IF insects let you down in real life, you probably weren’t prepared for what they would look like under an electron microscope.
Electron microscopes are used to closely examine the structure of small biological specimens, and they can make even the smallest insects look like giant monsters.
A baby worn
This image shows a maggot so close that you can see its mouth.
Maggots are fly larvae and are commonly found on decaying matter.
You’re probably used to how they look like little white worms, not beasts with mouths.
They live for several days in this state before turning into flies.
This ladybug doesn’t look as friendly as the common insects do.
That’s because electron microscopes give us a good look at their sharp mouths, which are designed to chew on soft-bodied insects.
They can bite people but won’t cut your skin.
Ladybug bites are most likely to be pricked by a pin, and they can also clamp you down with their feet.
Bed bugs are usually invisible to the naked eye, but here’s a close-up.

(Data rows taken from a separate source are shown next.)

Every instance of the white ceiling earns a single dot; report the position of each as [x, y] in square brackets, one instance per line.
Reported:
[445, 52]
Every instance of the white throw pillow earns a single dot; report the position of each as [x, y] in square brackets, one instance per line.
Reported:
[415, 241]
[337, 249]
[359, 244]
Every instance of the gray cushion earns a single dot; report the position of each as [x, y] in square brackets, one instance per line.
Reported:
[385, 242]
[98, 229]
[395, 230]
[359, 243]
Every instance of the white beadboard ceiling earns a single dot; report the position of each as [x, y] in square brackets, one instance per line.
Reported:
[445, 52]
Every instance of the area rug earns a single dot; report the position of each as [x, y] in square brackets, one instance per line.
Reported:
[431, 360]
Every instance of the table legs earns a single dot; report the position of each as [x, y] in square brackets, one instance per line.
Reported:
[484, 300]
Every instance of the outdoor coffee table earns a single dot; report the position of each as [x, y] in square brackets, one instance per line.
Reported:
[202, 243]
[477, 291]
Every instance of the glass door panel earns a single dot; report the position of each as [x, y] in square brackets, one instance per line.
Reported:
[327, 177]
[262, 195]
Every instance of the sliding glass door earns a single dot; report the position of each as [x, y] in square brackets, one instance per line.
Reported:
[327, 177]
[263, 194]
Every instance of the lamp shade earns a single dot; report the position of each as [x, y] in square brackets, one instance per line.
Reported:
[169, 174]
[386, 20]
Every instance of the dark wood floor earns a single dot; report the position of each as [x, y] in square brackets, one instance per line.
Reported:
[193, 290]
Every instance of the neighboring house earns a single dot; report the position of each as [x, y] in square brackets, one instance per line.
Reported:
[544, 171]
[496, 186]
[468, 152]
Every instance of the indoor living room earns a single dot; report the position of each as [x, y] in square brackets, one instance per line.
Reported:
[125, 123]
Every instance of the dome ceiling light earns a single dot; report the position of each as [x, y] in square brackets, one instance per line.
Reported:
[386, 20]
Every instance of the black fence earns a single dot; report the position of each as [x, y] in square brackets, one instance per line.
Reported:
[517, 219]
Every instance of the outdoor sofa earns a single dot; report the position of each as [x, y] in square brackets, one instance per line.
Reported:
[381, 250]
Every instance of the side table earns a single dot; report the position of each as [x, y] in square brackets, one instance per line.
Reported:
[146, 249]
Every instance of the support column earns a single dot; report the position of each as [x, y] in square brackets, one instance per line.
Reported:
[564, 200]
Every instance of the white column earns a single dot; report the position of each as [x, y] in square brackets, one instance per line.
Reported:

This microscopic image shows the area on a female bed bug known as the spermatogenesis tubule.
It’s a special organ that female bed bugs have developed to lessen the impact of traumatic sex with bedbugs.
You might think this looks like a forest, but it’s actually an electron microscope image of the hairs on a bee’s head.
The hairs belong to a carpenter bee.
These creatures are pretty creepy in real life and are known for their sleek bodies and a bit of fur.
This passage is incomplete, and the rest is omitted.